Something
was in the Coffee
I first
learned of Eugen von Bohm-Bawerk from the late and great UCLA economist Jack
Hirshleifer’s capital theory class nearly 50 years ago. Who knew he was an
Austrian and I had never heard of the Austrian School of economics. I have
since learned of the people and ideas associated with the school. Here
University of Alabama history professor Janek Wasserman presents a way too
detailed look at the people and ideas of the Austrian School.
There must
have been something in the coffee of late 19th and early 20th
Century Austria-Hungary. In Vienna there lived the founders of the Austrian
school including the above mentioned Bohm-Bawerk and Friedrich Hayek, Joseph
Schumpeter, Carl Menger, Fritz Machlup, Gottfried Haberler, Oscar Morgenstern,
and Ludvig von Mises. Not to be overshadowed in the dual monarchy, Budapest
produced such physicists as Edward Teller, Leo Szilard, John von Neumann, and
Dennis Gabor around the same time. In fact the two strands would merge when
Morgenstern teamed up with von Neumann to write the “Theory of Games and
Economic Behavior” in 1944.
The Austrian
school was a major promoter of the now accepted marginal utility theory of
value. Menger along with Jevons and Walras developed the theory in the 1870s
and it was codified by Marshall in the 1890s. Marginal utility stood in direct
contrast to the classical labor theory of value developed by Adam Smith and
David Ricardo that was later expanded by Karl Marx.
The
Austrians viewed themselves as classical liberals and as such they stood
foursquare in opposition to the growing appeal of socialism that developed in
the 1880s. Their theory was developed in the coffee houses of Vienna and many
of their seminars were open to all. Indeed Bohm-Bawerk was open enough to
invite socialists Otto Bauer and Rudolf Hilferding and the soon to be Bolshevik
revolutionary Nikolai Bukharin. But make no
mistake, the Austrians were suspicious of popular democracy.
Their world
first crashed with the onset of World War I and its aftermath and then the
leading lights were forced into exile with the arrival of Hitler. Two emigres
to the West became famous in the 1940s with Hayek’s “The Road to Serfdom” and
Schumpeter’s “Capitalism, Socialism and Democracy.”

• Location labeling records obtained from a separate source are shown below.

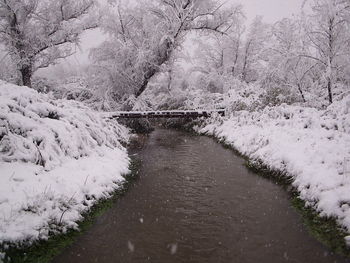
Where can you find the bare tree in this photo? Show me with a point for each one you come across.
(144, 39)
(329, 39)
(36, 33)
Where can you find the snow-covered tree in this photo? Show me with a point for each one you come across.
(254, 47)
(36, 33)
(327, 31)
(144, 37)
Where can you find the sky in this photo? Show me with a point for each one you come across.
(271, 10)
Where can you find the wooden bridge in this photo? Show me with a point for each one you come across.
(192, 114)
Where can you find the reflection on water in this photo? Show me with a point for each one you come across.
(196, 202)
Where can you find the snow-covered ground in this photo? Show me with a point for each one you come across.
(311, 145)
(57, 157)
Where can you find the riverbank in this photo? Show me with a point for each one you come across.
(44, 251)
(307, 148)
(58, 158)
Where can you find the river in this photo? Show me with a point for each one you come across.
(195, 201)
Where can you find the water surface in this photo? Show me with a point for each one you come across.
(195, 201)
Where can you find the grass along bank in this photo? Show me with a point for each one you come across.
(43, 251)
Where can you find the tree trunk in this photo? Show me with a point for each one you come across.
(301, 93)
(26, 72)
(329, 88)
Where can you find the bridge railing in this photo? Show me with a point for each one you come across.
(164, 114)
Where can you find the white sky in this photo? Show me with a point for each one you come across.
(271, 10)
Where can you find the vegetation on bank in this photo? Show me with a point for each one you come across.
(44, 251)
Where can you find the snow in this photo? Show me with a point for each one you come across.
(308, 144)
(57, 158)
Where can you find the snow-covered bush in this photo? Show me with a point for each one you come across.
(308, 144)
(57, 157)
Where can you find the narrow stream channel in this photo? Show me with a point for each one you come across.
(195, 201)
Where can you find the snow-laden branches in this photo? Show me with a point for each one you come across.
(144, 37)
(38, 33)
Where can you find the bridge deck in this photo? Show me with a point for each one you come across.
(164, 114)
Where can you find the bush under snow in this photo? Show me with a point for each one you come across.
(57, 158)
(313, 146)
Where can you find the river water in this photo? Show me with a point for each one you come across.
(195, 201)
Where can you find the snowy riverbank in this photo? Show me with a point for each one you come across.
(313, 146)
(57, 158)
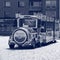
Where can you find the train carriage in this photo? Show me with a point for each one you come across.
(32, 30)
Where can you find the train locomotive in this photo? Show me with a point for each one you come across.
(31, 31)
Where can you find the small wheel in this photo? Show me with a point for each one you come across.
(11, 46)
(34, 44)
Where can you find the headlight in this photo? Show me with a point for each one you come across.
(20, 36)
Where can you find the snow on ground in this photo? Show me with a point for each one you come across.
(49, 52)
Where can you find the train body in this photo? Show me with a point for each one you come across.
(32, 31)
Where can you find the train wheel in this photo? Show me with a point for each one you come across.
(11, 46)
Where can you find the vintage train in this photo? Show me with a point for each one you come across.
(32, 30)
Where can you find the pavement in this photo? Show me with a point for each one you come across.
(49, 52)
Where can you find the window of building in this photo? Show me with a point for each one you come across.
(7, 14)
(8, 4)
(35, 4)
(21, 4)
(34, 12)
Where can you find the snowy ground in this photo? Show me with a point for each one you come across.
(49, 52)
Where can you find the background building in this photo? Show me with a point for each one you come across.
(9, 8)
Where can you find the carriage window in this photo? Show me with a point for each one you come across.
(30, 23)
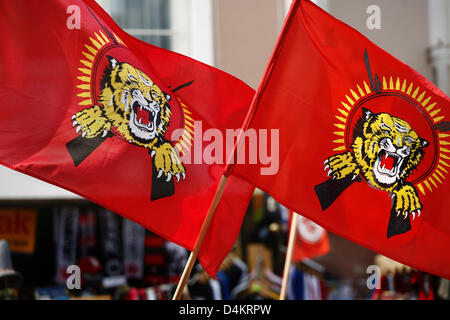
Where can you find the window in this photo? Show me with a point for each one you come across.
(148, 20)
(184, 26)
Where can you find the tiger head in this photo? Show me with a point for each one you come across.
(386, 148)
(135, 105)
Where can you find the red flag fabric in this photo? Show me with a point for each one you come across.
(363, 140)
(111, 118)
(311, 240)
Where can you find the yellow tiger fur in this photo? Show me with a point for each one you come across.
(127, 97)
(377, 137)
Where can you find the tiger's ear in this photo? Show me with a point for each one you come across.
(112, 62)
(424, 143)
(367, 114)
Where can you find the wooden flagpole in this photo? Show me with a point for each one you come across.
(230, 164)
(289, 251)
(190, 264)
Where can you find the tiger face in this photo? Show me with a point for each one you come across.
(134, 104)
(131, 104)
(386, 149)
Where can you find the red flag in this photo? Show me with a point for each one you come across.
(364, 140)
(311, 240)
(111, 118)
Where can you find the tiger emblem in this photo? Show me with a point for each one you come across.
(131, 104)
(385, 151)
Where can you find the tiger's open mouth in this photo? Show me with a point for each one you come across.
(144, 117)
(387, 167)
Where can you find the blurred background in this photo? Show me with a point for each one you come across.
(48, 228)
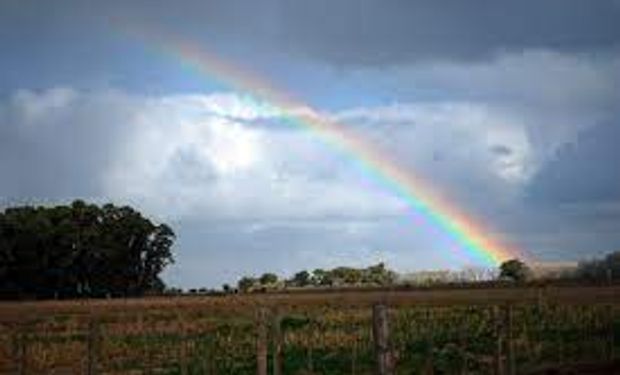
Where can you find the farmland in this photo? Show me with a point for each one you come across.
(482, 330)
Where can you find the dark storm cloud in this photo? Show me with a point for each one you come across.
(583, 172)
(375, 32)
(364, 32)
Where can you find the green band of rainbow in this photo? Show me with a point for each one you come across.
(375, 166)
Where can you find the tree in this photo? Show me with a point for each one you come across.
(515, 270)
(606, 269)
(268, 279)
(246, 283)
(302, 278)
(81, 250)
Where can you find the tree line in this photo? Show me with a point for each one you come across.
(81, 250)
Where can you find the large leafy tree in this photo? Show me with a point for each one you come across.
(81, 250)
(515, 270)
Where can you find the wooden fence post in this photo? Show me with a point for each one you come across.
(611, 333)
(277, 343)
(499, 361)
(19, 350)
(261, 342)
(380, 332)
(510, 353)
(93, 346)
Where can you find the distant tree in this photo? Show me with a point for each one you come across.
(319, 277)
(515, 270)
(302, 278)
(268, 279)
(245, 284)
(81, 250)
(606, 269)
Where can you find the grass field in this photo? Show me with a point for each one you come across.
(495, 330)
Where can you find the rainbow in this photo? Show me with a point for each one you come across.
(378, 168)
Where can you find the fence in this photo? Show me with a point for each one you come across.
(382, 337)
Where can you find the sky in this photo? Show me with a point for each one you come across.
(509, 111)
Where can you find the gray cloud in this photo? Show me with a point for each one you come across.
(358, 32)
(584, 171)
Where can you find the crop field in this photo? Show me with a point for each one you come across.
(477, 331)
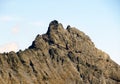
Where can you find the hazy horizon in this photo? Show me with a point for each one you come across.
(21, 21)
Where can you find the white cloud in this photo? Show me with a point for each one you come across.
(37, 23)
(8, 47)
(10, 18)
(15, 29)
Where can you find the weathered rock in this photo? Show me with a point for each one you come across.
(61, 56)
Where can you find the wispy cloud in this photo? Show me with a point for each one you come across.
(8, 47)
(10, 18)
(37, 23)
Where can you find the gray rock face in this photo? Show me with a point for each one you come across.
(61, 56)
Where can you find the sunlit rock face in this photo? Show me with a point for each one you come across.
(61, 56)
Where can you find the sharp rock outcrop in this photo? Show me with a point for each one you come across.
(61, 56)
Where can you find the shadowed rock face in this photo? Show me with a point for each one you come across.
(61, 56)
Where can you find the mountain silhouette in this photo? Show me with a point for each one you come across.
(61, 56)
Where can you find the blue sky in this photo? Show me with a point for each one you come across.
(22, 20)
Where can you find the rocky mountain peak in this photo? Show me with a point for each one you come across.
(62, 56)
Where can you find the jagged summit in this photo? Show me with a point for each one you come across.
(62, 56)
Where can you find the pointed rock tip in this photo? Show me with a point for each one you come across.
(54, 26)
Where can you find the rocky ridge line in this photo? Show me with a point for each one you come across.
(62, 56)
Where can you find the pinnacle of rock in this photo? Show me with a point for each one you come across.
(62, 56)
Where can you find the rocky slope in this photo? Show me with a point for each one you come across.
(61, 56)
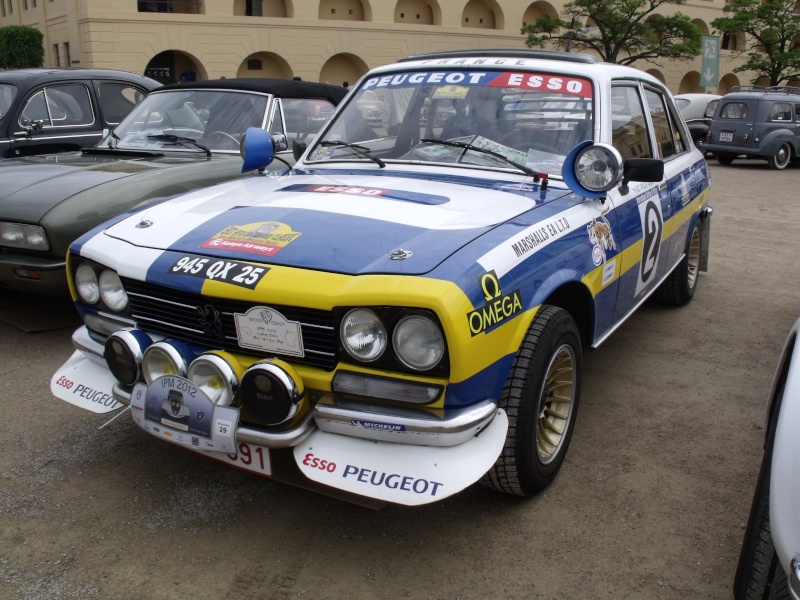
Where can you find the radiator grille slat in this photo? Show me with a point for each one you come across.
(210, 322)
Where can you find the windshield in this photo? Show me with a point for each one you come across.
(529, 119)
(7, 94)
(215, 119)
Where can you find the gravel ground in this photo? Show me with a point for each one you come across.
(651, 502)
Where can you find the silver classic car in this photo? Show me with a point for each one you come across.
(181, 137)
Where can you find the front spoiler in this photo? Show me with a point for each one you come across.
(382, 471)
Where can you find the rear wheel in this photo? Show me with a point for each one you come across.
(679, 287)
(541, 399)
(782, 157)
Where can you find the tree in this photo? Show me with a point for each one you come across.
(620, 31)
(773, 30)
(21, 47)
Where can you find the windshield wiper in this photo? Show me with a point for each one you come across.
(176, 139)
(360, 150)
(523, 168)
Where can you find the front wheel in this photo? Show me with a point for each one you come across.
(679, 287)
(541, 399)
(782, 157)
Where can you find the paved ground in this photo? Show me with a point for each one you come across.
(651, 502)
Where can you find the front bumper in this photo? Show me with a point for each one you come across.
(33, 274)
(389, 456)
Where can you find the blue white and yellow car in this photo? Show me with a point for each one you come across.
(404, 312)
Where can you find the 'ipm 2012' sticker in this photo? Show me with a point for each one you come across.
(229, 271)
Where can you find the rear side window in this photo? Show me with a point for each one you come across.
(59, 106)
(628, 124)
(781, 111)
(734, 110)
(117, 100)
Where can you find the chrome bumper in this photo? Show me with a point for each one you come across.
(365, 420)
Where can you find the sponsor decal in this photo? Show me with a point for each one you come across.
(609, 271)
(499, 307)
(263, 328)
(265, 238)
(229, 271)
(601, 237)
(508, 79)
(378, 425)
(343, 189)
(394, 481)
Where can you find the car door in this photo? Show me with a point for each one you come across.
(645, 124)
(56, 118)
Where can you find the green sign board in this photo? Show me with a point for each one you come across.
(709, 74)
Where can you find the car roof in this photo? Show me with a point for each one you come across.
(283, 88)
(34, 76)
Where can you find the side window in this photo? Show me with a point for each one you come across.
(59, 106)
(117, 100)
(628, 125)
(667, 137)
(781, 111)
(734, 110)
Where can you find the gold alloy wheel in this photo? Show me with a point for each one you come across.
(555, 403)
(693, 259)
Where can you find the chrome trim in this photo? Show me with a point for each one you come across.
(248, 435)
(455, 427)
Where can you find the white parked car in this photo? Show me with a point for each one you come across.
(769, 564)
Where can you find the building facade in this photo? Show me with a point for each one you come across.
(318, 40)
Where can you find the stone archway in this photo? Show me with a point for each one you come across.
(341, 68)
(264, 64)
(171, 66)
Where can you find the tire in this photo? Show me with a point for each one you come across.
(782, 157)
(679, 287)
(541, 398)
(759, 574)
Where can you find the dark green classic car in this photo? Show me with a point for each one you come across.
(181, 137)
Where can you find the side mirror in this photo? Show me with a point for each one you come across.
(257, 150)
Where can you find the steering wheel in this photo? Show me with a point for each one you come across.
(223, 134)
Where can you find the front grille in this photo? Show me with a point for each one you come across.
(193, 318)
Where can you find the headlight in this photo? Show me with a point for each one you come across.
(111, 291)
(160, 359)
(215, 377)
(29, 237)
(418, 342)
(86, 284)
(363, 335)
(598, 167)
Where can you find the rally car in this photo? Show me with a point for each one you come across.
(404, 312)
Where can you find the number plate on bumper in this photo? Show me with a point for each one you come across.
(174, 409)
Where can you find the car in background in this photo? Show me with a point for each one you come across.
(697, 111)
(57, 110)
(757, 122)
(405, 312)
(769, 562)
(181, 137)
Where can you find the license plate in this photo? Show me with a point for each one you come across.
(250, 458)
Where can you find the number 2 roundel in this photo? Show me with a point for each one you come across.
(652, 228)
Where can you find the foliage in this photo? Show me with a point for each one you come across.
(620, 31)
(772, 28)
(21, 47)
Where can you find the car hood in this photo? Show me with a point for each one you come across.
(349, 223)
(33, 185)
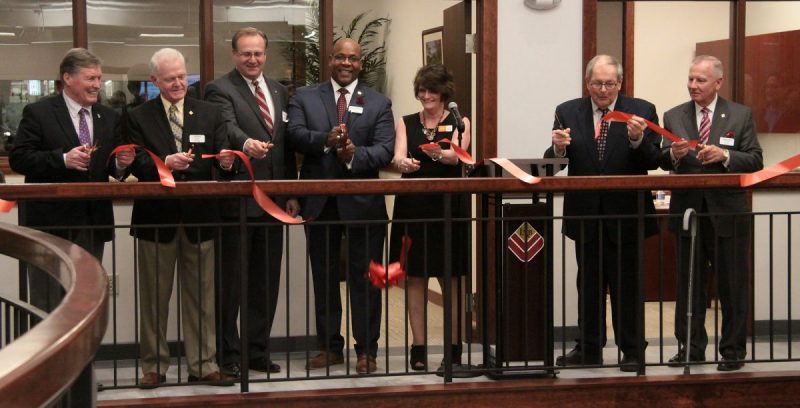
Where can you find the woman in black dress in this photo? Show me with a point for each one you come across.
(433, 87)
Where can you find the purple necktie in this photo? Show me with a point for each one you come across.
(83, 128)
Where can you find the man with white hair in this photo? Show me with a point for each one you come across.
(179, 130)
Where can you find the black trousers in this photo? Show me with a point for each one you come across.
(263, 248)
(605, 264)
(729, 259)
(363, 242)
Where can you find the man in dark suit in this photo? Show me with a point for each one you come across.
(67, 138)
(178, 130)
(346, 131)
(605, 249)
(728, 144)
(254, 109)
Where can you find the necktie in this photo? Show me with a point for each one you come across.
(341, 105)
(705, 126)
(601, 141)
(176, 124)
(83, 128)
(262, 105)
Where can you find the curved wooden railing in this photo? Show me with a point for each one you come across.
(40, 365)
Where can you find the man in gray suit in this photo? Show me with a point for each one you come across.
(254, 110)
(728, 144)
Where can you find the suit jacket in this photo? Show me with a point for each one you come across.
(731, 120)
(312, 114)
(148, 127)
(620, 159)
(45, 134)
(243, 120)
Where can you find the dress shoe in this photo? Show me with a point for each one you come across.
(577, 357)
(366, 364)
(729, 364)
(265, 365)
(678, 360)
(215, 379)
(152, 380)
(324, 359)
(629, 363)
(231, 369)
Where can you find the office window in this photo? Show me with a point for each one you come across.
(34, 37)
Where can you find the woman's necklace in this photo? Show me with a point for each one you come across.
(430, 133)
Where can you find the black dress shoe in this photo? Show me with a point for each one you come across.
(629, 363)
(729, 364)
(679, 359)
(578, 357)
(264, 365)
(231, 369)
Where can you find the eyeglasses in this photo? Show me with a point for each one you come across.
(250, 54)
(599, 85)
(341, 58)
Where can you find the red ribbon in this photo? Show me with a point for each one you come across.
(262, 199)
(164, 172)
(377, 273)
(747, 180)
(618, 116)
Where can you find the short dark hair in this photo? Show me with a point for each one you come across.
(248, 31)
(76, 59)
(435, 78)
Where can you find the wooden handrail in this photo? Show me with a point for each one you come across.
(385, 186)
(42, 363)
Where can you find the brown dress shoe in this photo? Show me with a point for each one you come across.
(152, 380)
(215, 379)
(366, 364)
(324, 359)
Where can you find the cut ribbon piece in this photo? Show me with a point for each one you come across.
(462, 154)
(164, 174)
(515, 171)
(397, 272)
(262, 199)
(618, 116)
(747, 180)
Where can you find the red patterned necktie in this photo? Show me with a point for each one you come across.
(262, 105)
(601, 141)
(705, 126)
(341, 105)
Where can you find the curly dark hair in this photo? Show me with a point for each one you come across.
(435, 78)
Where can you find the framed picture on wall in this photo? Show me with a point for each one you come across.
(432, 46)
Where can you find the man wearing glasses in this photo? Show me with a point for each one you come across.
(605, 244)
(254, 110)
(346, 131)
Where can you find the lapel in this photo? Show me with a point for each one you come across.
(244, 90)
(328, 101)
(720, 121)
(162, 122)
(65, 121)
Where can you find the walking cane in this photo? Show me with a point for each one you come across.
(689, 220)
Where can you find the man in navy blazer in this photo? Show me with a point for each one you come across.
(605, 249)
(260, 131)
(723, 239)
(345, 131)
(48, 149)
(179, 130)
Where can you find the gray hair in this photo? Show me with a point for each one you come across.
(715, 63)
(605, 60)
(165, 54)
(76, 59)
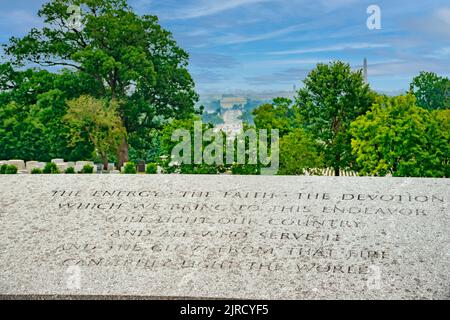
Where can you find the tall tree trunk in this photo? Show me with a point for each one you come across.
(123, 153)
(105, 163)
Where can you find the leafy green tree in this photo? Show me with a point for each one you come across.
(298, 152)
(333, 97)
(100, 121)
(130, 57)
(397, 137)
(431, 91)
(279, 115)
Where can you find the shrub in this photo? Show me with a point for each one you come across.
(36, 171)
(11, 170)
(70, 170)
(246, 169)
(130, 168)
(152, 168)
(87, 169)
(50, 168)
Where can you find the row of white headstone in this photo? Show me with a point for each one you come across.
(27, 167)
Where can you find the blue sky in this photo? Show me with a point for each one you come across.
(270, 45)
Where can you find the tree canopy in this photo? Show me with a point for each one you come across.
(431, 91)
(129, 57)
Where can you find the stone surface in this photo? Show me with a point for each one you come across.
(175, 236)
(20, 164)
(62, 166)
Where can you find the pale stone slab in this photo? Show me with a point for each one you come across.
(62, 166)
(172, 236)
(31, 165)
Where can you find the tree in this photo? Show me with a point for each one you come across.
(32, 104)
(298, 152)
(333, 96)
(397, 137)
(280, 115)
(130, 57)
(431, 91)
(100, 121)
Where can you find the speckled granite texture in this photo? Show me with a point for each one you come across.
(237, 237)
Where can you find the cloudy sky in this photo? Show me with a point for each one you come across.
(270, 45)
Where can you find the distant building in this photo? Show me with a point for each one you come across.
(230, 102)
(232, 125)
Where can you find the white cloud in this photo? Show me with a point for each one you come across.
(340, 47)
(237, 38)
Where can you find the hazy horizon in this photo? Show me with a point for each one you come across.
(270, 45)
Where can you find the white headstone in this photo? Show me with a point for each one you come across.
(19, 164)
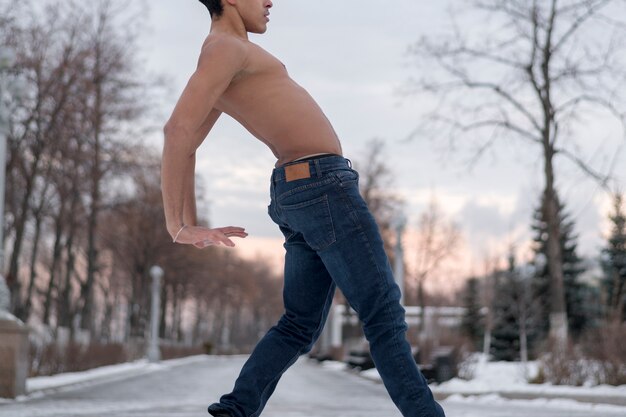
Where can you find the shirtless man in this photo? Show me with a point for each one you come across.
(331, 239)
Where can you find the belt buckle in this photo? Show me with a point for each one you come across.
(297, 171)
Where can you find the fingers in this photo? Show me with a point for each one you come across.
(201, 237)
(232, 231)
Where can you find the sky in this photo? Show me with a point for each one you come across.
(352, 56)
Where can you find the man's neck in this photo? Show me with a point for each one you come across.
(229, 24)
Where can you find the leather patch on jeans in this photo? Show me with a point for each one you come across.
(297, 171)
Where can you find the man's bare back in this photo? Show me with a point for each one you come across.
(239, 78)
(274, 108)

With collectivism on the rise
in the 1940s, they formed the Mont Pelerin Society where unlike the looser
seminars of pre-World War I Vienna, dissent was not welcomed. It was through
Mont Pelerin that the Austrians linked up with such Chicago School luminaries as
Milton Friedman and George Stigler. It was at one of their conferences that von
Mises called them out as socialists. Splits were inevitable.
Nevertheless
after the Austrians linked up with Chicago and they received increasing funding
from sympathetic foundations their influence soared as their views of limited
government, free trade, floating exchange rates and the information economy percolated
up to policy makers on both sides of the Atlantic. In a sense they were the
godfathers of the neoliberal world.
Wasserman
tells the story in way too much detail which is great for the academic reader,
but not so much for the educated lay reader.